Des dizaines de millions d'euros injectées dans la pharmaceutique en Occitanie

Avec son entreprise, GTP Bioways, l'entrepreneur vient d'investir 12 millions d'euros pour l'installation de deux lignes de production pharmaceutique et 40 emplois à la clé. Spécialisées dans la production de protéines recombinantes, les équipes de GTP Bioways sont avant tout des prestataires pour le monde pharmaceutique. Au sein de la filière, il s'agit d'un CDMO, c'est-à-dire qu'ils accompagnent leurs clients dans l'industrialisation d'une molécule jusqu'à la production des premiers lots pour les essais cliniques.

Lire aussiRéindustrialisation : GTP Bioways installe deux nouvelles lignes de production pharmaceutique à Toulouse

À quelques centaines de mètres de leurs locaux flambant neufs à vol d'oiseau, autour de l'Oncopole, c'est le groupe allemand Evotec qui a aussi fait parler de lui deux ans en arrière avec l'annonce de la construction d'une usine de productions de médicaments biosimilaires dans la Ville rose, contre 150 millions d'euros dont 50 millions d'euros de subventions apportées par l'État et les collectivités locales.

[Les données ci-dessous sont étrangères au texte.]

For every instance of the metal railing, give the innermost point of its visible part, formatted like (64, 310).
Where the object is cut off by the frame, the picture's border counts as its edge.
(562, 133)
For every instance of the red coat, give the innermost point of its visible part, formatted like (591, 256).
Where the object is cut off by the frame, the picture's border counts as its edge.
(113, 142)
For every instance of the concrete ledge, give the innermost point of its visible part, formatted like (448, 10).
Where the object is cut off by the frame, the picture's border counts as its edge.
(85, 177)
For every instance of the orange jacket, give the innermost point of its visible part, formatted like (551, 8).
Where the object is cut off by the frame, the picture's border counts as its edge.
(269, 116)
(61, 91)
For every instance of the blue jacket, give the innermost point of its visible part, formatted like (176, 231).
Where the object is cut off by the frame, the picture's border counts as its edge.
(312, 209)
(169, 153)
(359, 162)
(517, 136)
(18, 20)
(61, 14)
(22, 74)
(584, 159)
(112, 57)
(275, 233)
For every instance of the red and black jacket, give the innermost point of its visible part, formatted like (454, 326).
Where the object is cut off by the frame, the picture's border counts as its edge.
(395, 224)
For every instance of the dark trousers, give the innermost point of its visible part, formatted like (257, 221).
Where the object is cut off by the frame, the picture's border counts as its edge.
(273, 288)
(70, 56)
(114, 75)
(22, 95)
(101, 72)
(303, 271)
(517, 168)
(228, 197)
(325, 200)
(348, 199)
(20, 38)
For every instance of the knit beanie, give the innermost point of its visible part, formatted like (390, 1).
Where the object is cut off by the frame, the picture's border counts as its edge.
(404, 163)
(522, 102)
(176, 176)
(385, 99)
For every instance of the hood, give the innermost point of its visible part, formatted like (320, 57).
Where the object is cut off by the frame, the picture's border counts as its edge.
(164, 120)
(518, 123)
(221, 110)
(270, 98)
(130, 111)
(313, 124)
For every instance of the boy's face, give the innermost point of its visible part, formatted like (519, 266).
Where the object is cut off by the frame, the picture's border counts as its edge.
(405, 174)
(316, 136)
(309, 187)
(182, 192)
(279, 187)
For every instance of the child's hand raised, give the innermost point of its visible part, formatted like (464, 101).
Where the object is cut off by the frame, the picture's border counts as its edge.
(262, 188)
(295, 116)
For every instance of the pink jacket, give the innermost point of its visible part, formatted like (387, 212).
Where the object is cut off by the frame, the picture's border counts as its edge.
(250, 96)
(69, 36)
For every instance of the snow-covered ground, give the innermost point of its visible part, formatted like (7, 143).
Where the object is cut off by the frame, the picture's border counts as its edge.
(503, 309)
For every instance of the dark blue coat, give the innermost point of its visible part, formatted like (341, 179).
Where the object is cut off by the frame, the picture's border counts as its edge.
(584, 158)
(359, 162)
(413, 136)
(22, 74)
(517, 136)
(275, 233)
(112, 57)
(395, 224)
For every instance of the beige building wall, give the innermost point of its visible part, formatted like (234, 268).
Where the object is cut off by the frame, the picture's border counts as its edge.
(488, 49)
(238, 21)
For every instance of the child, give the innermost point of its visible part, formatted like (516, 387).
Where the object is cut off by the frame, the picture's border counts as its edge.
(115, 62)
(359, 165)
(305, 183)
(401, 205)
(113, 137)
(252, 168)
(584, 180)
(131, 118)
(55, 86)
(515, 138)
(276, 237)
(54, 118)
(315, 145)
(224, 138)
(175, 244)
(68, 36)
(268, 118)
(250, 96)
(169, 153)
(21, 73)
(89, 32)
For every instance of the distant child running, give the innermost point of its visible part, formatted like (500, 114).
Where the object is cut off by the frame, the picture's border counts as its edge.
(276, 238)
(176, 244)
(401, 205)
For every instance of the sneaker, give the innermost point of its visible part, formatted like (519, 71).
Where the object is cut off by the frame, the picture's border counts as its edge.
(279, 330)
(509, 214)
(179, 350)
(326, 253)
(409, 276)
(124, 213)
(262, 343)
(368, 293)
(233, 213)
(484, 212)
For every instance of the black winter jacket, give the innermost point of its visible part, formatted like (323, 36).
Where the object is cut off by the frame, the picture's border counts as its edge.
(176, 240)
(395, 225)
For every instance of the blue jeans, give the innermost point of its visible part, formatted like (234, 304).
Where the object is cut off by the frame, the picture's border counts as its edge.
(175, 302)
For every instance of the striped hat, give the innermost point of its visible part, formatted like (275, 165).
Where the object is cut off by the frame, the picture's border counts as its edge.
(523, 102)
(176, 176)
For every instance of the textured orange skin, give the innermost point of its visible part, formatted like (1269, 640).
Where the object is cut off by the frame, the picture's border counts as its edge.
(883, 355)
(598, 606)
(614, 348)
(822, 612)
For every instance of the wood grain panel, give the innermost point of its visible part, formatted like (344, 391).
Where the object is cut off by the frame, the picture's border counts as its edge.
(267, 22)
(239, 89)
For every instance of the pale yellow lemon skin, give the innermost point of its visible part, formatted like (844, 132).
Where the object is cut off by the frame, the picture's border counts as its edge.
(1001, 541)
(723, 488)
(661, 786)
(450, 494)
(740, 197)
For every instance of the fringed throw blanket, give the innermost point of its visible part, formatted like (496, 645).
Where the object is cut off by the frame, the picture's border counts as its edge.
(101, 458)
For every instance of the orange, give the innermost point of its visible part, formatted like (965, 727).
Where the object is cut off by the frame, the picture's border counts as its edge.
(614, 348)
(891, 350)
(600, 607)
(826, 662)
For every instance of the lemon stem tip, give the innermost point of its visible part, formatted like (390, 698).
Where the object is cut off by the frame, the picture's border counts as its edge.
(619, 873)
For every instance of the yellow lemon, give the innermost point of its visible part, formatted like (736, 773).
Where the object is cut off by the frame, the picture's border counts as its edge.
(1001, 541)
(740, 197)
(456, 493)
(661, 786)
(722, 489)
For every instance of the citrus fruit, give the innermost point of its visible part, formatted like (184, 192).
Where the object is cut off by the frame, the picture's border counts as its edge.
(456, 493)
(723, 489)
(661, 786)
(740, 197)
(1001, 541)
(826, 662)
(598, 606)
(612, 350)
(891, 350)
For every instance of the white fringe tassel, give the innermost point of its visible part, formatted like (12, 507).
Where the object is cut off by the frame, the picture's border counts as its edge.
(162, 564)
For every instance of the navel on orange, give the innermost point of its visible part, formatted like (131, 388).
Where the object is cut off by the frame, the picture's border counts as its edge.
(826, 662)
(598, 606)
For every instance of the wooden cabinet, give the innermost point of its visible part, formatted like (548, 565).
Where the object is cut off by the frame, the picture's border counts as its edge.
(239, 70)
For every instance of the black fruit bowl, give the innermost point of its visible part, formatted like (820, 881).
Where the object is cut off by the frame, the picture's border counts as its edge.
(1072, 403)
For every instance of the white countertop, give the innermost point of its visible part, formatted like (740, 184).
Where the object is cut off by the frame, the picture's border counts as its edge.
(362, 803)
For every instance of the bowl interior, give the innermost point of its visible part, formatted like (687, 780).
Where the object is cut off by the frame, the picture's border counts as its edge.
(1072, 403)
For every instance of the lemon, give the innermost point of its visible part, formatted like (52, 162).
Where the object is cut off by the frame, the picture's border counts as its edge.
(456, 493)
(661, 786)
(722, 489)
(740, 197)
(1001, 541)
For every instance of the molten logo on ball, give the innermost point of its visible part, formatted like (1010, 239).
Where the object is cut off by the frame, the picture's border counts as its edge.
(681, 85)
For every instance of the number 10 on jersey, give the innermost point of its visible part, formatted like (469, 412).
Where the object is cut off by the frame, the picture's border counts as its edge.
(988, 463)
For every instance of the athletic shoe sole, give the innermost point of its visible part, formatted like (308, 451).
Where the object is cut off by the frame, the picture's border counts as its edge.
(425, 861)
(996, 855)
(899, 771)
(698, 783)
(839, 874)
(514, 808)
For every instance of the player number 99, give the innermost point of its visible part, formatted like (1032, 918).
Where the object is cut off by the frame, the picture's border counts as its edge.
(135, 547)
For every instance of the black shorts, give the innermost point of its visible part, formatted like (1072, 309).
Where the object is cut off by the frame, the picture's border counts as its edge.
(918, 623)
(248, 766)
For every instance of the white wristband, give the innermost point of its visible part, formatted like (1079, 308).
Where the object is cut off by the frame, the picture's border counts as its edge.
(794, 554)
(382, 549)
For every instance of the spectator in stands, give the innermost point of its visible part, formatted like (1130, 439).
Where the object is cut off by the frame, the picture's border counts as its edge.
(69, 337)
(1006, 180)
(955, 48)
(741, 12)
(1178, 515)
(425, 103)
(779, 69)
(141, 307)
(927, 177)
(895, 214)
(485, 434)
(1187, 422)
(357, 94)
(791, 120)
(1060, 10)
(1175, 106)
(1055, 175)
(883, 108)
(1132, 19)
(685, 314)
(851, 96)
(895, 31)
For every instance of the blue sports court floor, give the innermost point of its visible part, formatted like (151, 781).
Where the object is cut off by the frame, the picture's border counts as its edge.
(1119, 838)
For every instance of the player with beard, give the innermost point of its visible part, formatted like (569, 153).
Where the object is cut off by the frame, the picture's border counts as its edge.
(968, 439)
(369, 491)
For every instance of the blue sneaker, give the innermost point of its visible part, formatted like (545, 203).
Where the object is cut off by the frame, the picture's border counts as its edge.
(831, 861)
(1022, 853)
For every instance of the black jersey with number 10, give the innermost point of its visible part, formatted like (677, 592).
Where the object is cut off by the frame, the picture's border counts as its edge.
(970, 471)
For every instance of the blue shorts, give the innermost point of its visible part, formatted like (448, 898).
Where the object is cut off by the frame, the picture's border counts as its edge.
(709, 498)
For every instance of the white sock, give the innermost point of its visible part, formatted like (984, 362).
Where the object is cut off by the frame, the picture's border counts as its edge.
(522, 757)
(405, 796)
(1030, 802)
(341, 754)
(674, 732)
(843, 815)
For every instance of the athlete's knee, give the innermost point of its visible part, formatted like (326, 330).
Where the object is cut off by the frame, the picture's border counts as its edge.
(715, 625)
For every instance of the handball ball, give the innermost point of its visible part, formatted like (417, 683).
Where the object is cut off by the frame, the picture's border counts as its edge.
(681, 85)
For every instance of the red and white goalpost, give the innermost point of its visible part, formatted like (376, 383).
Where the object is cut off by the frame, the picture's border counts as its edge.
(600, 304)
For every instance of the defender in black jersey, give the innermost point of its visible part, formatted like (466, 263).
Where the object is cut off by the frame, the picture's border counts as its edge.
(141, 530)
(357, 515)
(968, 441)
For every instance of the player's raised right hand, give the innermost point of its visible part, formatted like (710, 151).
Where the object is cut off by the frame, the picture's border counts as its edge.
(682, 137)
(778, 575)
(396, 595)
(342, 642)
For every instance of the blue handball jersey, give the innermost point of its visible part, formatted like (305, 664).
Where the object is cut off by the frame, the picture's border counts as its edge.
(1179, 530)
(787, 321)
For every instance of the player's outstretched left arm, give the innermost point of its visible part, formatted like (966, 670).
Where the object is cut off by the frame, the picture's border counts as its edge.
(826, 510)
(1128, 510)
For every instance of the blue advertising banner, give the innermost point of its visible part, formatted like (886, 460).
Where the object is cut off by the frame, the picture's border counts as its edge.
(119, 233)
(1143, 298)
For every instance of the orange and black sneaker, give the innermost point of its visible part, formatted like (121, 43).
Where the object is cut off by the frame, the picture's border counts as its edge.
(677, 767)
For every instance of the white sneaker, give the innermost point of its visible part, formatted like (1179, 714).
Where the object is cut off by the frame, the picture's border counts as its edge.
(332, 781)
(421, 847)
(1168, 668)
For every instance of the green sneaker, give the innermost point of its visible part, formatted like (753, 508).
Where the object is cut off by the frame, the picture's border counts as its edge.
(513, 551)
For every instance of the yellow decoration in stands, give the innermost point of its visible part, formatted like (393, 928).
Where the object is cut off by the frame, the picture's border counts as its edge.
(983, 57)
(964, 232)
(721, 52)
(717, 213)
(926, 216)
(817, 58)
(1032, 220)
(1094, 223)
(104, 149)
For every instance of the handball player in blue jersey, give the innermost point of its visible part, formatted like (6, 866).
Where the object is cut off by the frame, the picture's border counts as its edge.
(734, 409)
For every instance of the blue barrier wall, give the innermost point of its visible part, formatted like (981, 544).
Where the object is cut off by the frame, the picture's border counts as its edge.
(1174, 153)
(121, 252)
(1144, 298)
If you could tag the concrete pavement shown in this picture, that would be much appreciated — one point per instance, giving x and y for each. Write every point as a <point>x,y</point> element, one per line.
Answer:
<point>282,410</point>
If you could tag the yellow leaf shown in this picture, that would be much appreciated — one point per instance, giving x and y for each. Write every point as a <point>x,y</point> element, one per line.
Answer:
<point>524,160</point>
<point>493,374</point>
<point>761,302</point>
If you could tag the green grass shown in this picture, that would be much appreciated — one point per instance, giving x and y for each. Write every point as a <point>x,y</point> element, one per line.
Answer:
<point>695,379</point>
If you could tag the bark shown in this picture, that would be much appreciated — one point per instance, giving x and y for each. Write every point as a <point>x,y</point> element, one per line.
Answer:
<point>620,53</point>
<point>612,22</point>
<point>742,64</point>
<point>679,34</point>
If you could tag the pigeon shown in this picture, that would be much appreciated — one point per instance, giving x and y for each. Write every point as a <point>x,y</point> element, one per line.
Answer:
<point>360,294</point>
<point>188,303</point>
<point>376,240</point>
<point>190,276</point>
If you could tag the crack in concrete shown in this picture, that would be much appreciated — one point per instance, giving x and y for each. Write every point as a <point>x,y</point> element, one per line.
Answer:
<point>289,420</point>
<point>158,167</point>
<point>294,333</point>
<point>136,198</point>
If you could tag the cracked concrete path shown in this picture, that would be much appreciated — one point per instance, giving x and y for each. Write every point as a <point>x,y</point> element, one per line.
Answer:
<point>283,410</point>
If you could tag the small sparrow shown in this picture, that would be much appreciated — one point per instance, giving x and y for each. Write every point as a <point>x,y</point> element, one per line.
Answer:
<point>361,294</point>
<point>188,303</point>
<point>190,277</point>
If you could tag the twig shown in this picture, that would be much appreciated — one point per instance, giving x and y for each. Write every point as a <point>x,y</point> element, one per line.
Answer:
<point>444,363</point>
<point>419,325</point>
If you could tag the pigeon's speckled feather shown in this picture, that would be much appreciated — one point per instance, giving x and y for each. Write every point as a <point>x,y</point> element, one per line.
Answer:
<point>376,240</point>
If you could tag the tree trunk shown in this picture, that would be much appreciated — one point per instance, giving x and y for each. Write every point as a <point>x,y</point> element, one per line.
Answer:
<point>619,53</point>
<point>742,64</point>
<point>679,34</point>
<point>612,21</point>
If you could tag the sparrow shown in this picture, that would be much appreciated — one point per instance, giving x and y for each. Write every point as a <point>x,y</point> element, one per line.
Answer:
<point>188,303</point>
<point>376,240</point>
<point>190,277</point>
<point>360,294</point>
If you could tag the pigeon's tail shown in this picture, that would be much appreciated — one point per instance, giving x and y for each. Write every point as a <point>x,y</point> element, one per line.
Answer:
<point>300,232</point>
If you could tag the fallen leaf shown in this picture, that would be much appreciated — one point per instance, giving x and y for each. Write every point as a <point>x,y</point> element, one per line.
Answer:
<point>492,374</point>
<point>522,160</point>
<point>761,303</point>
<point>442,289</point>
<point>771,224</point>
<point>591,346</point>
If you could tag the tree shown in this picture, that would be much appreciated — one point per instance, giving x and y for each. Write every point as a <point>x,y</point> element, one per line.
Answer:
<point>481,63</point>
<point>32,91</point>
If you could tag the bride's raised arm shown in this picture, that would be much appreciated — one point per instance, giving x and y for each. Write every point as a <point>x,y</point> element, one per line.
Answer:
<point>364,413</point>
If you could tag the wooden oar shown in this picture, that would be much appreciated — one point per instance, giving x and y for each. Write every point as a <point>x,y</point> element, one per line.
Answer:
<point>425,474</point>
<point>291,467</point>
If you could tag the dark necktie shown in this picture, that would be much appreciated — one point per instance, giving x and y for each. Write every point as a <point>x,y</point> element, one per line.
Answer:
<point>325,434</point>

« Nous avons posé la première pierre en septembre dernier. Aujourd'hui, le bâtiment est sorti de terre et nous attaquons la dernière ligne droite, à savoir installer les équipements et commencer les qualifications, pour pouvoir produire au premier trimestre 2025 », précise Zahia Hannas, la vice-présidente d'Evotec, responsable de la conception et du design des process de production.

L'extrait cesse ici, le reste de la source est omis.